No, Stepan wasn’t able to score in that pivotal game, and neither were any of this teammates. The disappointment that came with that loss — the Rangers finished the regular season with the Presidents’ Trophy as owners of the league’s best record — was all too clear. On the night the Blueshirts needed a hero more than any other, they got none.
But that does not devalue the postseason Stepan had, nor the rest of his career as a Ranger, which now includes three conference finals in the past four years and one trip to the Stanley Cup finals. It has been 362 regular-season games and 80 playoff games for the kid from Hastings, Minn., who was taken in the second round (51st overall) after two years at the University of Wisconsin.
His five goals and 12 points in 19 games this postseason may not be overwhelming, but the timing of his best plays proved promising for the future — and just as promising for his bank account.
He scored twice in the first round against the Penguins, the second being a slick foot-to-stick play from in front on the power play in Game 5, the game Carl Hagelin won on a spin-around shot in overtime and allowed the Rangers to advance to the second round.
That series against the Capitals didn’t start all too well for Stepan, but when he was needed most was when he was at his best. In Game 5, with the Rangers down 1-0 and facing elimination, Stepan set up Chris Kreider for a goal with 1:41 remaining in the third period to send the game to overtime. In the extra frame, he then set up Ryan McDonagh for the game-winner, a dramatic turn of events that kept the Blueshirts alive.

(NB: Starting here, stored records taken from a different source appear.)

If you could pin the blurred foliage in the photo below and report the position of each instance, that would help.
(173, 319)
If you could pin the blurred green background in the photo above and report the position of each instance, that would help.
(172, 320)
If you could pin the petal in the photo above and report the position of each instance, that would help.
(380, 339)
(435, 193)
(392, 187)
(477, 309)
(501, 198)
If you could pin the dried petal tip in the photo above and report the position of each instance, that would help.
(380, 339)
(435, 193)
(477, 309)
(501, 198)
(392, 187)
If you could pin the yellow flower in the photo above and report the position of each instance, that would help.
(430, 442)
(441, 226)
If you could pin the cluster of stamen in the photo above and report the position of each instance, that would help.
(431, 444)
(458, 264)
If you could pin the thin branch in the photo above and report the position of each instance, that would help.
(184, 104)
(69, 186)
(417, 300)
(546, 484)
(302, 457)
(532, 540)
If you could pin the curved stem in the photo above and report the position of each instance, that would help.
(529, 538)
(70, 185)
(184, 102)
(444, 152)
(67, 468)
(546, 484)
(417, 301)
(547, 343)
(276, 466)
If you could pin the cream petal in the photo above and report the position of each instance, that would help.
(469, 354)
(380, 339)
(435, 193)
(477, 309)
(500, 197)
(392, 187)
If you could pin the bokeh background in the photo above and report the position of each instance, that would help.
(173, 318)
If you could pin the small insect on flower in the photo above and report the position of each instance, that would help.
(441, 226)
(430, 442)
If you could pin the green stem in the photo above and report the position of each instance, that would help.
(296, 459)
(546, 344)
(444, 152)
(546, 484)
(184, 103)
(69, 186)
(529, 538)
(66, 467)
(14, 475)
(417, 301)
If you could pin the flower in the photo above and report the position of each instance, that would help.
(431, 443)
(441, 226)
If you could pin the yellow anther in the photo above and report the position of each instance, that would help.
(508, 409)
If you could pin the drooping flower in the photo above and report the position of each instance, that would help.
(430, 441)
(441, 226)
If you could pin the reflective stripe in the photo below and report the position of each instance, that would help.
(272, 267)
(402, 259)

Then in Game 7 of that series, Stepan had his shining moment, the overtime winner in the decisive game, his jump with his back to the Garden glass, with the smile on his face like that of a young kid, being by far the most joyous moment of this postseason for Rangers.

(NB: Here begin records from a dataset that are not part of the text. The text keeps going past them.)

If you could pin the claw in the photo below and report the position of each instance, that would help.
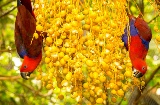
(26, 75)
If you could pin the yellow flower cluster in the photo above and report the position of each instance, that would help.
(84, 54)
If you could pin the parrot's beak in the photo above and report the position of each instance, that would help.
(136, 73)
(26, 75)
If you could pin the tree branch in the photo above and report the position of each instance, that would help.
(7, 50)
(36, 91)
(8, 12)
(6, 3)
(9, 77)
(151, 77)
(144, 94)
(153, 19)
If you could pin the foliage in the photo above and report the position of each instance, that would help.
(16, 91)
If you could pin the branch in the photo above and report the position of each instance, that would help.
(6, 3)
(153, 19)
(36, 91)
(151, 77)
(9, 77)
(7, 50)
(8, 12)
(144, 94)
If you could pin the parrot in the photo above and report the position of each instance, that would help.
(137, 43)
(28, 48)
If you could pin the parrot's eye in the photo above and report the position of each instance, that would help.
(143, 68)
(25, 66)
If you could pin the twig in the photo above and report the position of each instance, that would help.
(153, 19)
(6, 3)
(8, 12)
(36, 91)
(147, 82)
(7, 50)
(144, 94)
(9, 77)
(151, 77)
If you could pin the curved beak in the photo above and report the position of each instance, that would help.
(26, 75)
(136, 73)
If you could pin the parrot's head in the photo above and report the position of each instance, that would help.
(29, 65)
(139, 67)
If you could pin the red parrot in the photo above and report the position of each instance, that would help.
(138, 44)
(25, 26)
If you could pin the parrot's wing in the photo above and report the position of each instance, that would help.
(19, 41)
(144, 31)
(125, 39)
(27, 4)
(27, 26)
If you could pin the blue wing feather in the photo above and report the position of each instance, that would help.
(125, 39)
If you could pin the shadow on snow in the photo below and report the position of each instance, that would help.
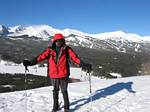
(102, 93)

“It’s certainly a lot of fun,” Stepan said after that game, “but we have a lot of work to do here.”
Now the work to be done is by Sather, and by Stepan’s agents. The comparables are there for Stepan to start the negotiations at, say, a five-year term at $6.5 million per, and Sather is going to have put a value on what his young leader brings to the team besides just the points. On a squad that struggled to score through most of the playoffs, Stepan was one of its most consistent players at both ends of the rink.
“We’ve got a really special group in here,” Stepan said, “a really good group of guys.”
He is a central part of that group, and it’s up to Sather to figure out how much he’s worth.